A ramble through domestic history in the 20th Century
Probably more than any other era in the 1940s we have a big divide between the illustrated ideal kitchens and what people really had. For the first five years of the decade the Second World War meant that not only were new kitchens unlikely – there wasn’t even much of an opportunity to fantasise. However, once the war ended there was plenty of good advice out there for anyone planning a new home – or just hoping they might get one. The rush to build decent homes lead to lots of experimentation in pre-fabricated materials for building houses – which extended into the prefabrication of kitchen units as part of the build of the house – particularly seen in the classic post-war prefab. For the majority of people the 1940s kitchen would have been identical to what they had in the 1930s – at best. As with so much at this time design ideals were moving on, but the British people would have to wait until the 1950s to start seeing the new styles and designs in their homes. Along with ideas about efficiency and kitchen design comes new ideas in home layouts and at this time you start to see kitchens growing and increasingly the “dining kitchen” is a recommended feature in new-builds.
The colours and design of the kitchen increasingly matters. With the increase in attention to the look of the kitchen you increasingly see tiled, glass, plastic or enamel splashbacks rather than utilitarian unplastered walls.

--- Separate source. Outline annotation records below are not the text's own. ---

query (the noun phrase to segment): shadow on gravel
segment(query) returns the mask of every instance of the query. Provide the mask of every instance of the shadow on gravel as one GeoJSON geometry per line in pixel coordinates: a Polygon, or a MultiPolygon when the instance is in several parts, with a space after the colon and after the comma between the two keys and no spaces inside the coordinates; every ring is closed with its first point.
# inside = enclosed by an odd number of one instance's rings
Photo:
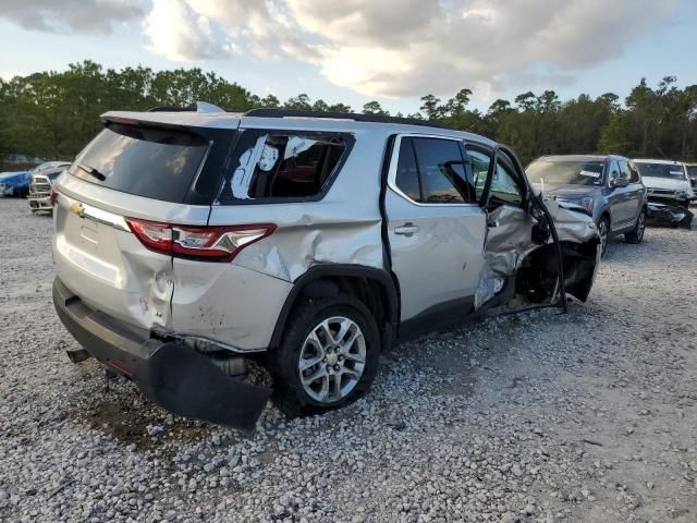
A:
{"type": "Polygon", "coordinates": [[[186,443],[210,438],[208,423],[174,416],[150,403],[129,380],[97,377],[103,389],[87,405],[75,405],[74,418],[140,451],[162,449],[164,443],[186,443]]]}

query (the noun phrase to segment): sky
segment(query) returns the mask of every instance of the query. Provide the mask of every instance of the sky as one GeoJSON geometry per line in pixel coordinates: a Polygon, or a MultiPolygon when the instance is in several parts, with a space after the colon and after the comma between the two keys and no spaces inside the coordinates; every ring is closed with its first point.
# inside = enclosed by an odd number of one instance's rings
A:
{"type": "Polygon", "coordinates": [[[415,112],[419,97],[697,84],[697,0],[0,0],[0,76],[197,66],[266,96],[415,112]]]}

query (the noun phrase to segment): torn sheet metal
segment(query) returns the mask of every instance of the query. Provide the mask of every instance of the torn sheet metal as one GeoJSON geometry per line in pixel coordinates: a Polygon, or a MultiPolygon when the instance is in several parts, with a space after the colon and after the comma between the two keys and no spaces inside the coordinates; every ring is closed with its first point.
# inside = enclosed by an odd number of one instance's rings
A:
{"type": "Polygon", "coordinates": [[[659,204],[649,202],[647,219],[652,224],[677,226],[690,229],[695,215],[687,208],[678,205],[659,204]]]}
{"type": "Polygon", "coordinates": [[[554,220],[561,242],[585,243],[598,235],[598,228],[584,207],[552,198],[545,199],[545,206],[554,220]]]}
{"type": "Polygon", "coordinates": [[[519,207],[502,205],[489,214],[485,265],[475,294],[475,311],[491,300],[523,259],[540,245],[533,241],[537,220],[519,207]]]}
{"type": "MultiPolygon", "coordinates": [[[[586,243],[597,238],[592,218],[583,207],[554,199],[545,202],[561,242],[586,243]]],[[[542,245],[536,243],[533,230],[538,221],[518,207],[501,206],[489,215],[485,244],[485,266],[475,294],[475,309],[503,289],[505,279],[513,276],[523,260],[542,245]]],[[[550,238],[547,244],[553,242],[550,238]]]]}

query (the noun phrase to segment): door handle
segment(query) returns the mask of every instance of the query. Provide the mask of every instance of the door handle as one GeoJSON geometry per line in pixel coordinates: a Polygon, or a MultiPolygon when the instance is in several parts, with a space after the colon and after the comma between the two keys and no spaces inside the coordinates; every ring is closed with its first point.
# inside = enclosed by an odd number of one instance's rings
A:
{"type": "Polygon", "coordinates": [[[402,234],[402,235],[407,236],[407,238],[411,236],[412,234],[417,233],[417,232],[418,232],[418,226],[415,226],[411,221],[407,221],[403,226],[400,226],[400,227],[394,229],[394,233],[395,234],[402,234]]]}

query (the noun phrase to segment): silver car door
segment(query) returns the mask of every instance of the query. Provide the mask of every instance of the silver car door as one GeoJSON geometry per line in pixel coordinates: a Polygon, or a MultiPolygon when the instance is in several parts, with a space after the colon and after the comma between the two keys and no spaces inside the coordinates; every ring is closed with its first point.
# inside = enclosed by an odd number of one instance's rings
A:
{"type": "Polygon", "coordinates": [[[472,311],[484,266],[486,217],[467,186],[457,139],[395,138],[386,193],[401,320],[433,311],[472,311]]]}

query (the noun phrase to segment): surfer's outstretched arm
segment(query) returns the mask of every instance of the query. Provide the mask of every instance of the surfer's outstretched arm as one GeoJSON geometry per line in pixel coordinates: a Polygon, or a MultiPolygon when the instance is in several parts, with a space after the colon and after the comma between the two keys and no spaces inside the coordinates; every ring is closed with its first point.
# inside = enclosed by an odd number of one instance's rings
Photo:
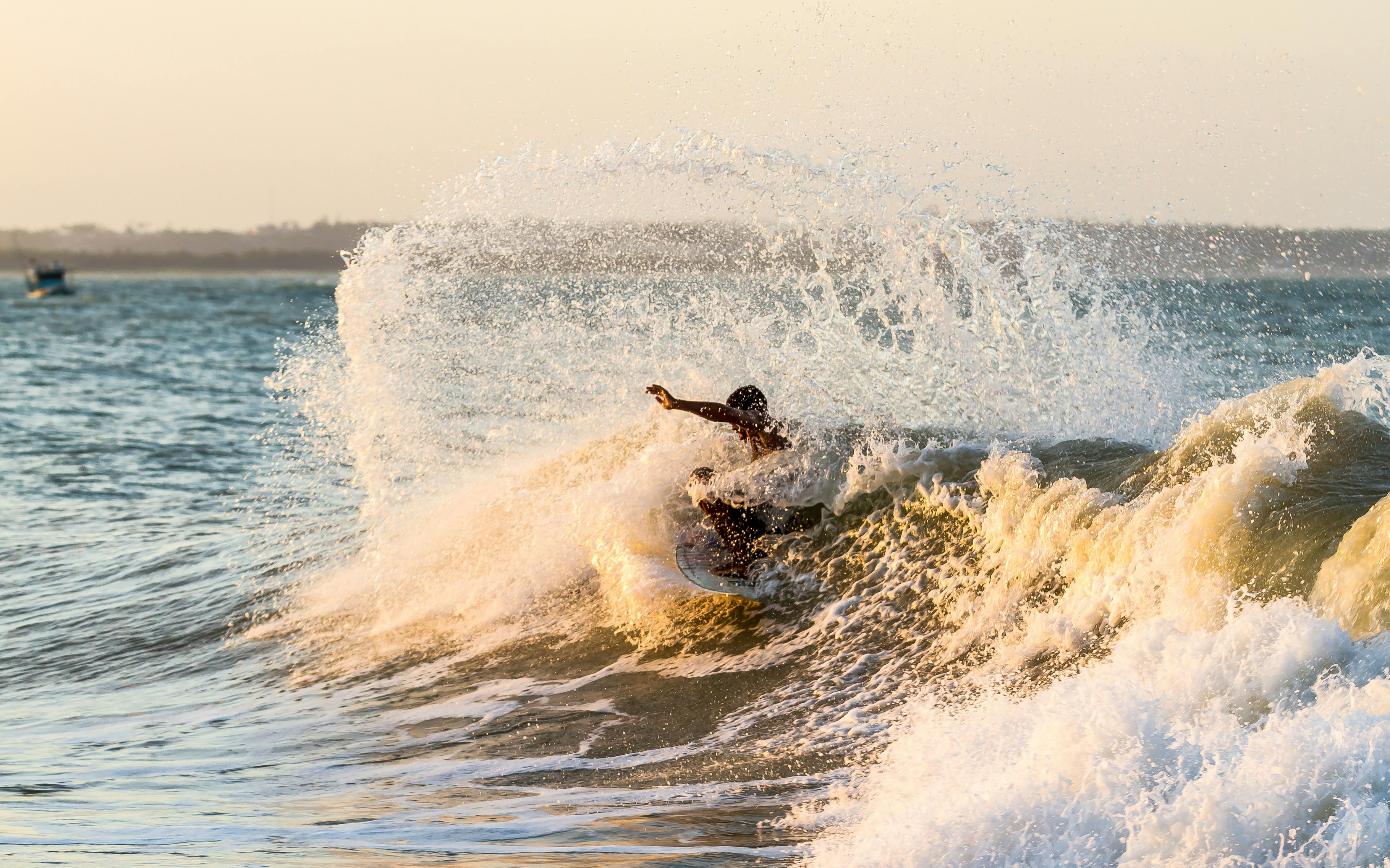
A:
{"type": "Polygon", "coordinates": [[[666,410],[684,410],[685,412],[694,412],[702,419],[721,425],[763,429],[771,424],[766,412],[756,410],[739,410],[728,404],[720,404],[719,401],[682,401],[667,392],[666,386],[648,386],[646,393],[655,397],[656,403],[666,410]]]}

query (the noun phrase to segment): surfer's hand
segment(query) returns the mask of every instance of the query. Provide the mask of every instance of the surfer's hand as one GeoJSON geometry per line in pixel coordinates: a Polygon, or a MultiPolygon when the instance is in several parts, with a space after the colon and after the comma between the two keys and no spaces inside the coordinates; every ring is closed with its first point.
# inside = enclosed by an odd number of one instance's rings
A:
{"type": "Polygon", "coordinates": [[[651,385],[646,387],[646,393],[656,399],[656,403],[662,406],[662,410],[676,408],[676,396],[666,390],[666,386],[651,385]]]}

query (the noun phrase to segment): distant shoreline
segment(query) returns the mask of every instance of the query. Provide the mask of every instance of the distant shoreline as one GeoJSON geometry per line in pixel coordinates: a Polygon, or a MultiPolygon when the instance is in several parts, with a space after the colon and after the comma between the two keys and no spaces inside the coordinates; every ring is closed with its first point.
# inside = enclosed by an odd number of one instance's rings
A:
{"type": "MultiPolygon", "coordinates": [[[[1026,224],[1023,225],[1026,226],[1026,224]]],[[[1041,236],[1024,240],[1023,226],[969,224],[986,257],[1017,268],[1027,247],[1068,250],[1073,264],[1116,279],[1315,279],[1390,276],[1390,231],[1283,229],[1191,224],[1088,224],[1041,221],[1041,236]],[[1033,240],[1037,239],[1037,240],[1033,240]]],[[[58,261],[82,272],[341,272],[345,251],[357,247],[367,224],[263,226],[254,232],[111,232],[99,226],[61,231],[6,231],[0,274],[21,272],[31,261],[58,261]]],[[[810,237],[770,244],[755,228],[727,222],[555,224],[535,221],[517,244],[489,239],[486,225],[460,222],[457,244],[432,250],[463,271],[478,274],[613,274],[685,271],[752,274],[794,267],[849,272],[877,246],[845,228],[833,257],[810,237]]],[[[942,244],[951,239],[942,239],[942,244]]],[[[944,247],[942,247],[944,250],[944,247]]],[[[940,262],[938,262],[940,265],[940,262]]]]}
{"type": "Polygon", "coordinates": [[[249,250],[239,253],[82,253],[75,250],[0,250],[0,272],[21,272],[29,260],[58,261],[74,272],[235,272],[314,271],[338,272],[343,258],[327,250],[249,250]]]}

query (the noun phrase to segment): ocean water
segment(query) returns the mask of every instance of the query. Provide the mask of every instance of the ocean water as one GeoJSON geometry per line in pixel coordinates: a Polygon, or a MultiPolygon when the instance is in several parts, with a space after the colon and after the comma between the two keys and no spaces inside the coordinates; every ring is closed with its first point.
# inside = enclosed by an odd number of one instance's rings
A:
{"type": "Polygon", "coordinates": [[[0,854],[1383,864],[1390,282],[1002,231],[681,142],[495,164],[341,275],[0,285],[0,854]],[[642,235],[673,199],[815,262],[642,235]],[[674,568],[701,464],[828,510],[758,603],[674,568]]]}

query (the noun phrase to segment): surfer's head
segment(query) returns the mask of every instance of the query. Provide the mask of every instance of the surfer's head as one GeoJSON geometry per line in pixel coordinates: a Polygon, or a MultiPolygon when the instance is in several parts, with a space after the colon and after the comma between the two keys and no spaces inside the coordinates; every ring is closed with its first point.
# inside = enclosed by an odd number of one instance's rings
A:
{"type": "MultiPolygon", "coordinates": [[[[724,403],[733,407],[734,410],[753,410],[756,412],[767,412],[767,396],[763,394],[763,390],[759,389],[758,386],[739,386],[738,389],[734,389],[733,392],[728,393],[728,397],[724,399],[724,403]]],[[[751,429],[744,428],[742,425],[730,425],[730,428],[734,429],[734,433],[738,435],[739,440],[748,440],[748,436],[752,433],[751,429]]]]}
{"type": "Polygon", "coordinates": [[[728,393],[724,403],[734,410],[756,410],[767,412],[767,396],[758,386],[739,386],[728,393]]]}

Utility furniture for a kitchen – note the style of the room is basic, pretty old-fashioned and unfitted. Utility furniture couldn’t spare materials for fitted details.
Described as a “popular and widely discussed plan for a post-war kitchen”. This image is about the illustration of ideas that could be introduced in a new modern world and so includes such treats as a refrigerator, a gas cooker with hotplates “raised to a convenient height” and a folding wringer near the stainless steel sink with wash boiler unit.
A more country house style, harking back to the traditional designs of furniture, while still moving towards fitted units.
A Feature page from The Small House Of Today And Tomorrow showing three electric kitchens. The comments at the side show how these recommended kitchens are as much about the recommended efficient modern layouts as about the electrical gadgets themselves.
From Modern Homes Illustrated. It’s noted that “however good the modern equipment may be, unless it is placed in the room to allow easy working, and a minimum of running about, a part of its usefulness is destroyed and there is the danger of over-equipping the kitchen.” You have been warned.
Furniture advert showing enamel topped tables, units etc which combine into an easily cleaned, practical kitchen.
Gas advert showing how new-style built-in units can even be used in “restricted spaces and old-fashioned conversions.”
Another picture from Modern Homes Illustrated showing the new ideas about combined dining kitchens. Pre-existing houses did not have the space and layouts for this type of thing, but as we moved into the 50s there were more houses being built with this kind of design in mind.